El primero pasó entre risas. Una morena de pelo negro larguísimo, tetas pequeñas y un culito que a Diego le encantó, se ofreció a darle. Estuvo jugando con él un rato, pasándole la fusta por la nalga, simulando golpes, conversando como si nada. La gente la animó. Cuando por fin lo soltó, el chasquido fue tan limpio que todos en el salón inhalamos al mismo tiempo. Al pobre tipo le quedó marcada una línea roja perfecta.

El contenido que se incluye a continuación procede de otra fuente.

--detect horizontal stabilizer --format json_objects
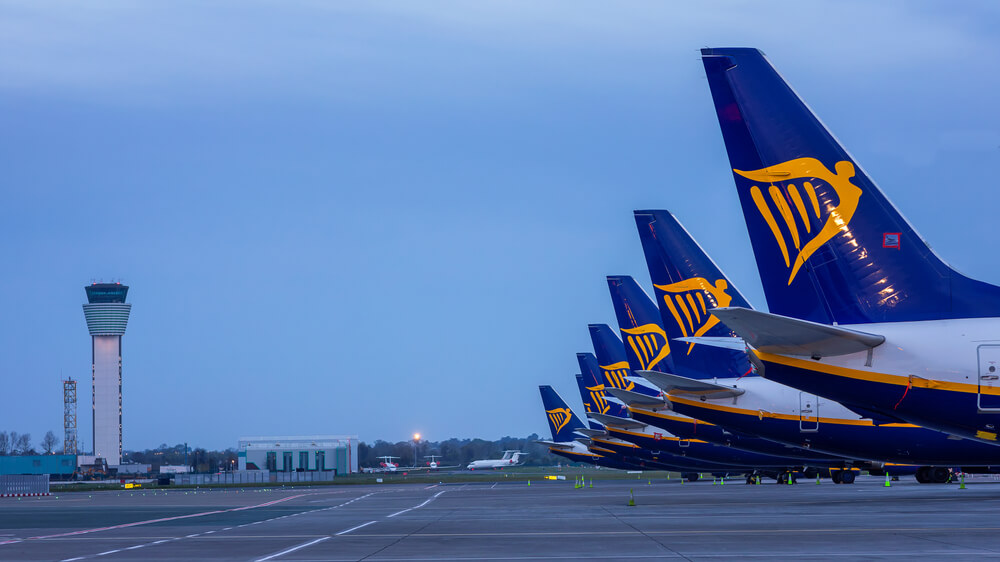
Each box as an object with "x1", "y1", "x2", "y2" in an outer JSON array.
[
  {"x1": 535, "y1": 439, "x2": 573, "y2": 449},
  {"x1": 604, "y1": 387, "x2": 670, "y2": 408},
  {"x1": 635, "y1": 371, "x2": 746, "y2": 398},
  {"x1": 674, "y1": 337, "x2": 747, "y2": 351},
  {"x1": 587, "y1": 412, "x2": 646, "y2": 429},
  {"x1": 844, "y1": 404, "x2": 907, "y2": 425},
  {"x1": 709, "y1": 308, "x2": 885, "y2": 357}
]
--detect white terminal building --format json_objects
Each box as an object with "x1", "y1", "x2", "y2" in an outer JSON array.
[
  {"x1": 83, "y1": 283, "x2": 132, "y2": 466},
  {"x1": 236, "y1": 435, "x2": 358, "y2": 475}
]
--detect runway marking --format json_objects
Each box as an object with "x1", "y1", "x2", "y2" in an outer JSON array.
[
  {"x1": 257, "y1": 532, "x2": 328, "y2": 562},
  {"x1": 334, "y1": 521, "x2": 378, "y2": 537},
  {"x1": 28, "y1": 494, "x2": 313, "y2": 540},
  {"x1": 386, "y1": 490, "x2": 448, "y2": 518}
]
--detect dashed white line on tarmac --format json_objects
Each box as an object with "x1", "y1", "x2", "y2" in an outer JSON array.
[
  {"x1": 334, "y1": 521, "x2": 378, "y2": 537},
  {"x1": 257, "y1": 532, "x2": 330, "y2": 562}
]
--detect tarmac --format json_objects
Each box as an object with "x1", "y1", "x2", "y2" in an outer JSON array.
[{"x1": 0, "y1": 477, "x2": 1000, "y2": 562}]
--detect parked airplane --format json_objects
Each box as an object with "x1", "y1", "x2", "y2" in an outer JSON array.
[
  {"x1": 608, "y1": 266, "x2": 853, "y2": 466},
  {"x1": 538, "y1": 385, "x2": 641, "y2": 470},
  {"x1": 374, "y1": 455, "x2": 399, "y2": 472},
  {"x1": 702, "y1": 48, "x2": 1000, "y2": 444},
  {"x1": 578, "y1": 332, "x2": 824, "y2": 482},
  {"x1": 623, "y1": 211, "x2": 1000, "y2": 482},
  {"x1": 465, "y1": 451, "x2": 527, "y2": 470}
]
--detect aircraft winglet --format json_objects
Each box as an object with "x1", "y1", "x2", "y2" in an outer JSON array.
[
  {"x1": 573, "y1": 427, "x2": 608, "y2": 437},
  {"x1": 710, "y1": 307, "x2": 885, "y2": 357}
]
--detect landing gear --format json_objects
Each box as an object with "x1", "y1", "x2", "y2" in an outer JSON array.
[
  {"x1": 778, "y1": 472, "x2": 796, "y2": 484},
  {"x1": 830, "y1": 470, "x2": 856, "y2": 484},
  {"x1": 916, "y1": 466, "x2": 951, "y2": 484}
]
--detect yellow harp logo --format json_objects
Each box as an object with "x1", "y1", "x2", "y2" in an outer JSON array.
[
  {"x1": 733, "y1": 158, "x2": 862, "y2": 285},
  {"x1": 601, "y1": 361, "x2": 635, "y2": 390},
  {"x1": 622, "y1": 324, "x2": 670, "y2": 371},
  {"x1": 584, "y1": 384, "x2": 611, "y2": 414},
  {"x1": 545, "y1": 408, "x2": 570, "y2": 433},
  {"x1": 654, "y1": 277, "x2": 733, "y2": 355}
]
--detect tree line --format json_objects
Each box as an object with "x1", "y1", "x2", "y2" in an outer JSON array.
[
  {"x1": 0, "y1": 431, "x2": 59, "y2": 456},
  {"x1": 0, "y1": 431, "x2": 567, "y2": 473},
  {"x1": 358, "y1": 433, "x2": 568, "y2": 468}
]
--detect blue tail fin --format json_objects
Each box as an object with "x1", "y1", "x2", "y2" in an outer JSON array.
[
  {"x1": 576, "y1": 375, "x2": 622, "y2": 416},
  {"x1": 576, "y1": 353, "x2": 628, "y2": 418},
  {"x1": 538, "y1": 385, "x2": 586, "y2": 443},
  {"x1": 635, "y1": 211, "x2": 750, "y2": 379},
  {"x1": 608, "y1": 275, "x2": 674, "y2": 373},
  {"x1": 702, "y1": 49, "x2": 1000, "y2": 324},
  {"x1": 577, "y1": 324, "x2": 660, "y2": 396}
]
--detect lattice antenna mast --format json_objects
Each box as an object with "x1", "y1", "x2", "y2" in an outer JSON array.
[{"x1": 63, "y1": 378, "x2": 77, "y2": 455}]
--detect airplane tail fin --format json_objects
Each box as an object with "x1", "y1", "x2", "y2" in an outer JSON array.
[
  {"x1": 702, "y1": 48, "x2": 1000, "y2": 324},
  {"x1": 538, "y1": 385, "x2": 586, "y2": 443},
  {"x1": 607, "y1": 275, "x2": 674, "y2": 373},
  {"x1": 635, "y1": 211, "x2": 750, "y2": 379},
  {"x1": 577, "y1": 324, "x2": 659, "y2": 396},
  {"x1": 576, "y1": 353, "x2": 628, "y2": 417}
]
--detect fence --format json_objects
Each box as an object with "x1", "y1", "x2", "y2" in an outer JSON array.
[
  {"x1": 174, "y1": 470, "x2": 337, "y2": 486},
  {"x1": 0, "y1": 474, "x2": 49, "y2": 498}
]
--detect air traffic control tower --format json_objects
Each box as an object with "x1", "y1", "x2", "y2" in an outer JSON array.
[{"x1": 83, "y1": 283, "x2": 132, "y2": 466}]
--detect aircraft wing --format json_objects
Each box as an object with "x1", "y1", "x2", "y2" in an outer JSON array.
[
  {"x1": 709, "y1": 307, "x2": 885, "y2": 357},
  {"x1": 587, "y1": 412, "x2": 646, "y2": 428},
  {"x1": 604, "y1": 387, "x2": 668, "y2": 408},
  {"x1": 635, "y1": 371, "x2": 746, "y2": 398}
]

—Yo quiero que me dé ella —le dije a Diego al oído.

—Pídelo.

—No me animo.

—Sí te animas.

Pasaron varios turnos. Yo seguía mirando a la morena. Sentía las ganas en el estómago, esa cosquilla de querer hacer algo prohibido y rendirme a hacerlo. Cuando ya no aguanté, me levanté. Caminé hasta el tubo en mi microtanga, con el vestido en la cintura, y le dije:

—¿Me das uno?

La morena se rio sorprendida. Diego, desde su asiento, gritó:

—¡Encuérenla, yo doy permiso!

Me hinqué frente al tubo, con el vestido bajado por completo. Mi culo entero quedaba a la vista de todos los solteros que tenía detrás. Sentí cómo el aire del cuarto se cargaba. La morena hizo lo mismo que con el primero: pasó la fusta por mi nalga, dio leves golpecitos en su propia palma, jugó con la espera. Yo cerré los ojos. Sentía la tanga literalmente goteando.

El golpe llegó cuando ya no lo esperaba. Un chasquido, un ardor instantáneo, un coro de «uff» a mis espaldas. La marca me duró una semana entera en la nalga derecha.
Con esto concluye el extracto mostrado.